Hay días tranquilos y apacibles,
de esos que dan ganas de salir a la calle y, como los caracoles, tomar el sol.
Y aquel día era de esos. Los parques estaban llenos de familias felices que
veían jugar a sus hijos correteando por el césped o escondiéndose entre los
matorrales, donde jóvenes parejas se mostraban su amor, ocultos a los ojos
indiscretos de los paseantes. Un día de esos en los que apetece asesinar al
vecino por ser más feliz que tú. O eso, al menos, es lo que pensaba el joven Roman
mientras leía el periódico de la mañana en uno de los pocos bancos del parque
que, a esa hora, continuaban libres. Había leído con atención la plaquita
dorada que indicaba que el banco en cuestión había sido puesto allí en recuerdo
de John Von Hardison Smith, que amaba el parque casi como a sus hijos. Nunca
había entendido la razón que llevaba a aquellos educadísimos y tranquilísimos suizos
a poner el nombre de un familiar muerto en un banco de un parque cualquier de
Londres.
Miró sobre el inmenso diario
hasta dar con la persona que esperaba: rubia, baja y desgarbada, caminaba a
trompicones, como quien no sabe usar tacones, por el camino de albero que la
conducía hasta el banco de Von Hardinson. Roman se preguntó la razón de su nerviosismo
y echó mano al estómago, tratando de ahuyentar las náuseas que ya subían. “Es
ella la que debería sentirlas en la mañana, no yo”, pensó al ver su incipiente
barriga, a duras penas disimulada bajo el blusón azul añil que cubría su cuerpo
menudo. Releyó la nota que escondía tras el periódico, no había duda, era ella.
Se acercó cauteloso, tratando de no asustarla.
-Buenos días, señorita- dijo descubriéndose
–Creo que soy yo a quién busca.
Ella lo miro, observando al
hombre hasta hacerlo sentir incomodo: recorrió todo su cuerpo. Desde el cabello
enmarañado que cubría con el ajado sombrero de fieltro hasta la mancha de barro
que se descubría en la bota izquierda. Pasando por el traje de raya ejecutiva
mal planchado y los bajos descosidos del pantalón.

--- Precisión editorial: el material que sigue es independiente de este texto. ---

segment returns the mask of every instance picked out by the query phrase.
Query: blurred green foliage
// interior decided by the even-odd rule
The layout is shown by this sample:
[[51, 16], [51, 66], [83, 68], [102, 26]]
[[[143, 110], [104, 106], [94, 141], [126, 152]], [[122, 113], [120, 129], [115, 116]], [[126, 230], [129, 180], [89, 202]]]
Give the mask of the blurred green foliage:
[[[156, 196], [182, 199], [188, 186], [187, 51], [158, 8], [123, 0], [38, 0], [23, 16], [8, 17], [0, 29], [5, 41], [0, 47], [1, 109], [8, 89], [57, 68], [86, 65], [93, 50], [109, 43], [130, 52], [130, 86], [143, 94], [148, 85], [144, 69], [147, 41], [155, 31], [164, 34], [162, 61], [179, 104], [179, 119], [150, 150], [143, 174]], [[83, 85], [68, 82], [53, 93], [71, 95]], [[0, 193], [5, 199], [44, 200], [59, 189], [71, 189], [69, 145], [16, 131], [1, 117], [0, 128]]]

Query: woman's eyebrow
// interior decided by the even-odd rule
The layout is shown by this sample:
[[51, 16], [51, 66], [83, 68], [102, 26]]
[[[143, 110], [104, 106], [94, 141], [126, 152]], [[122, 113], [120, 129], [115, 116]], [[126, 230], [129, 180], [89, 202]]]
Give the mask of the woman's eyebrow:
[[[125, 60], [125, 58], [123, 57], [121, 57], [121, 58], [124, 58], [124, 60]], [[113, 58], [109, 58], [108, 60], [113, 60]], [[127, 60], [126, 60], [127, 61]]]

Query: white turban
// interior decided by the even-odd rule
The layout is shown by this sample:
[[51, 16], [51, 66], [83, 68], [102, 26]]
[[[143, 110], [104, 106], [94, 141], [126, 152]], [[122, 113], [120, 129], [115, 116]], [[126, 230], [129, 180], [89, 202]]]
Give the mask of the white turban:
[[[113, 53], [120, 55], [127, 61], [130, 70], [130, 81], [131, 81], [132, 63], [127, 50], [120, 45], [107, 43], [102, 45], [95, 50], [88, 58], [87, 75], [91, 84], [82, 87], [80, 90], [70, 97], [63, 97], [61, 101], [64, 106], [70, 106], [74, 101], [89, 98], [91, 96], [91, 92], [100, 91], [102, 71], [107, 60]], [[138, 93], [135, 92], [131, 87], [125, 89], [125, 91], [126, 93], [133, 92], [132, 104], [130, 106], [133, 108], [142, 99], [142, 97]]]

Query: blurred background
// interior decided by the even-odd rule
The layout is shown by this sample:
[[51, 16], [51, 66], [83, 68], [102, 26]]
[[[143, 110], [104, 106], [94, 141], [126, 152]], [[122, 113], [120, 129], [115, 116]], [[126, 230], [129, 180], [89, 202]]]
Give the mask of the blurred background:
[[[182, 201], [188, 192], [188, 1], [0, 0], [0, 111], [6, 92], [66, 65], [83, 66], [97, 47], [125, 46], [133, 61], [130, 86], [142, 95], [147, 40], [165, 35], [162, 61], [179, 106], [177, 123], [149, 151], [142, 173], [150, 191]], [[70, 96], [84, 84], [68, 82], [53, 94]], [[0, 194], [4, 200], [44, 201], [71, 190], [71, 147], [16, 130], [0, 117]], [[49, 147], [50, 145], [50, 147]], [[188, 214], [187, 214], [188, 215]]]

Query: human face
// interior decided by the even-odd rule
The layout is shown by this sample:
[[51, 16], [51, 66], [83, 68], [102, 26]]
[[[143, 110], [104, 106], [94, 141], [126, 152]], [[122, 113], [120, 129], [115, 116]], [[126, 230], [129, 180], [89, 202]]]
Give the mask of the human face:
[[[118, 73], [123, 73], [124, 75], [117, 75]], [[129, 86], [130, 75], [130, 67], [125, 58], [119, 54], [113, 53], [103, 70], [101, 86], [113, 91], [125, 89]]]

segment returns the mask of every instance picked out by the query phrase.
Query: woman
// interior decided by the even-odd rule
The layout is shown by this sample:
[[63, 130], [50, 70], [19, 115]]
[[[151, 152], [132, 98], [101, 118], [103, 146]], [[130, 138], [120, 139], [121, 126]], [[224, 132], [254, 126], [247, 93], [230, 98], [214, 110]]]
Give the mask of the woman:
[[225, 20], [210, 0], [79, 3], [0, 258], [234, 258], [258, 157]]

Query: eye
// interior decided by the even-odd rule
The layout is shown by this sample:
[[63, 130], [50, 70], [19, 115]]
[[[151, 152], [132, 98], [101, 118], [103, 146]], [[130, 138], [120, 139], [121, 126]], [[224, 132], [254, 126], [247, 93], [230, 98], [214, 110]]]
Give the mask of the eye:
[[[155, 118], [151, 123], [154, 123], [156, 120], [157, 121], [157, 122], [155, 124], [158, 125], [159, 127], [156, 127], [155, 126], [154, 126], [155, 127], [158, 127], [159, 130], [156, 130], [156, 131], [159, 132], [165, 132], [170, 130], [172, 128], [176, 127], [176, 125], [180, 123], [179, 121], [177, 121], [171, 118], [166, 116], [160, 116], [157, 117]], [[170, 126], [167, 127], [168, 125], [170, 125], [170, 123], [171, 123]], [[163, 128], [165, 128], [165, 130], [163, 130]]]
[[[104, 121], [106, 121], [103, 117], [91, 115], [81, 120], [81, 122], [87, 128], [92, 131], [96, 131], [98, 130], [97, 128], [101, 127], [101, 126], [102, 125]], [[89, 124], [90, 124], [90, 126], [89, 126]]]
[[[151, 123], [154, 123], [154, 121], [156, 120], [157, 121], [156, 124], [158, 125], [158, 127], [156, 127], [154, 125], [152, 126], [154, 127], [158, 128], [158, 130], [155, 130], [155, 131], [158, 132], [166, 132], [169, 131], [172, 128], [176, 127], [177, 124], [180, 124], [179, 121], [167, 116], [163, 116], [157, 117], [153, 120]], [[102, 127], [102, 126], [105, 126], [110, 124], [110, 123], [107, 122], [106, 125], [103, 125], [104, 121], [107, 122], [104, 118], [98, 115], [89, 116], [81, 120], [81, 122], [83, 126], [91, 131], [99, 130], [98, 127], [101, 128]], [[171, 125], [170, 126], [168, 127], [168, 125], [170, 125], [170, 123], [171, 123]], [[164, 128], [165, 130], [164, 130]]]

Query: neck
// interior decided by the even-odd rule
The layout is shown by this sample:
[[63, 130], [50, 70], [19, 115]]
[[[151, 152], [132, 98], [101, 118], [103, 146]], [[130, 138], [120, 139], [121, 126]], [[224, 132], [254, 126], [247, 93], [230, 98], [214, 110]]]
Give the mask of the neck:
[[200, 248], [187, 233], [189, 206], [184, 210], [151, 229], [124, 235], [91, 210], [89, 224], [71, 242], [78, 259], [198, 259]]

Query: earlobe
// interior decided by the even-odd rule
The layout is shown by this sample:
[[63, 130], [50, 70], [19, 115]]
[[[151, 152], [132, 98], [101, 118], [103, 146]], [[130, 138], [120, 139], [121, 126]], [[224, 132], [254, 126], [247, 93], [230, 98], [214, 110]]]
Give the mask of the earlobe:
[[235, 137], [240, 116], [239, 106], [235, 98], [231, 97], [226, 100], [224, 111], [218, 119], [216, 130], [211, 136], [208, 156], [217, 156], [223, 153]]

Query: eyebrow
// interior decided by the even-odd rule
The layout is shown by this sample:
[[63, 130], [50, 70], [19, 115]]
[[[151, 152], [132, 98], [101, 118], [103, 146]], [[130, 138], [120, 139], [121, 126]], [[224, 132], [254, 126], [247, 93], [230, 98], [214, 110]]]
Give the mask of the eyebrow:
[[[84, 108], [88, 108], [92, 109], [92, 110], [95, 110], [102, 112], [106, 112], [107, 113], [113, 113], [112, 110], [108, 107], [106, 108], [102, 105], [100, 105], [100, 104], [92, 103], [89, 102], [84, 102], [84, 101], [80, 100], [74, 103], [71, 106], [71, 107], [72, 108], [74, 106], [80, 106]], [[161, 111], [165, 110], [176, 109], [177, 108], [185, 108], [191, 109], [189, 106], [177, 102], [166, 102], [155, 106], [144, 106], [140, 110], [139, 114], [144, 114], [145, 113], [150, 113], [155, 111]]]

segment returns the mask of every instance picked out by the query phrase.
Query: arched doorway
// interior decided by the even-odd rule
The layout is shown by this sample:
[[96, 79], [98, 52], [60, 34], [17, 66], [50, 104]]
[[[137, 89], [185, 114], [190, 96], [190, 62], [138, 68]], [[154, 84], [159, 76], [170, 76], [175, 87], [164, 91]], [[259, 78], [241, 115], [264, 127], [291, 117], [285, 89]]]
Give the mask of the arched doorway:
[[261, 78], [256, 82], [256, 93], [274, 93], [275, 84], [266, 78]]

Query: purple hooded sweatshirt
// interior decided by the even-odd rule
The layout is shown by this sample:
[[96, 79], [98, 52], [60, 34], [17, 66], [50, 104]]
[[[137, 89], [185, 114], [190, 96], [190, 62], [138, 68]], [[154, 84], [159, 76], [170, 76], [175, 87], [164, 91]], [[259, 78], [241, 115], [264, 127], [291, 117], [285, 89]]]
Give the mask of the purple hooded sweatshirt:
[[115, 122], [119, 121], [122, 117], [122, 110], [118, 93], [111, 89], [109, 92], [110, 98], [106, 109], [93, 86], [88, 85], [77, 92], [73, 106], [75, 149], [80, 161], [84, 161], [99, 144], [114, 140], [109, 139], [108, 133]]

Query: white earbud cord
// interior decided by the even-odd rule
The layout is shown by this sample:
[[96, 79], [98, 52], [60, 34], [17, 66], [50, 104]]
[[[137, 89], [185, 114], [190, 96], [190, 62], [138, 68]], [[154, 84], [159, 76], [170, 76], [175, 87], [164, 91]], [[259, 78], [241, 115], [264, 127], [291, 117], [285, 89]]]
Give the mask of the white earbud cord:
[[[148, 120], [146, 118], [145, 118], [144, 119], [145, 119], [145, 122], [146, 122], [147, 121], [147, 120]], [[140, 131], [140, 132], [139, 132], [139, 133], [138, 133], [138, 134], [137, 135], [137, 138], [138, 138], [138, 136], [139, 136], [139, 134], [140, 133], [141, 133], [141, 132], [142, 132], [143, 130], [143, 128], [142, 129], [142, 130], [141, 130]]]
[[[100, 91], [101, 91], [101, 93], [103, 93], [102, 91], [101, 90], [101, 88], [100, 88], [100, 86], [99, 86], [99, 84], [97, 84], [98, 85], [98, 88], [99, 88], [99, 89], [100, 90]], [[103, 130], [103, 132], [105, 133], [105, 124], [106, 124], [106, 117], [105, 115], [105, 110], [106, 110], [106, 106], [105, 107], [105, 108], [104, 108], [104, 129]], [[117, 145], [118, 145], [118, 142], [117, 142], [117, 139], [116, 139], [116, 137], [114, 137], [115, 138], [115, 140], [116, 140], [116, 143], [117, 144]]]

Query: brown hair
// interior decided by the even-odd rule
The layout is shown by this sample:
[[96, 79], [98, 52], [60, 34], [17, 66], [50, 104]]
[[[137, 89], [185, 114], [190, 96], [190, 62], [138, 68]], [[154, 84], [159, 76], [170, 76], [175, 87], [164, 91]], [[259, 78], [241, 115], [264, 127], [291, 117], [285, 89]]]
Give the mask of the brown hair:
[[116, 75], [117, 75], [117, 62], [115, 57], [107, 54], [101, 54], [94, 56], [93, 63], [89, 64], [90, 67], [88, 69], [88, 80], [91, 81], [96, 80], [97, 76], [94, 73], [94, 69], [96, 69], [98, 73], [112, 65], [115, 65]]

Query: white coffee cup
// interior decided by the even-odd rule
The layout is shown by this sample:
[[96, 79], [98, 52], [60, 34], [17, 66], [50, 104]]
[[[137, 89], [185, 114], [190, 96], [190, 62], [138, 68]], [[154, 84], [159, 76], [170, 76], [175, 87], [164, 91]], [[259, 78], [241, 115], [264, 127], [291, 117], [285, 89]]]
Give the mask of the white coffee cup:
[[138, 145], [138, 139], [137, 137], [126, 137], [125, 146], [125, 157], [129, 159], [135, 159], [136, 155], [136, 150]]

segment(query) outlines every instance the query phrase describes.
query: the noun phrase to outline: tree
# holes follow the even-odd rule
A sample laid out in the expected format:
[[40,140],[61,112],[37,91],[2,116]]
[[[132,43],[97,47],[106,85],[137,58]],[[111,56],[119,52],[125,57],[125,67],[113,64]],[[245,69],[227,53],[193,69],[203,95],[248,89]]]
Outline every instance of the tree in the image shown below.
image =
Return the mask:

-No sois lo que esperaba- dijo al
fin- ¿cómo sé que no me mentís?
-Deseáis encargar un regalo de
boda.
-Unas bonitas flores- respondió a
la extraña afirmación.
-¿Crisantemos? –preguntó Roman.
-Crisantemos-respondió ella
entregando dos pequeños sobres.
El primero contenía una
fotografía, coloreada como únicamente los hombres más ricos de Londres podrían
permitirse. Iba de uniforme, rojo con botonería dorada, y portaba espada al
cinto. Bien plantado, de buen porte y aspecto señorial. Hubiera pensado que era
noble, sino fuera porque conocía de sobra a la persona que veía en la
fotografía. Abrió entonces el segundo sobre, más abultado, y contó con la
mirada las libras que contenía.
-Sea –dijo- compraré las flores
por usted. Pues una señorita en su estado no debe cargar con tales pesos.
Se dio la vuelta y abandonó el parque, pensando en la suerte que correría ese día su vecino.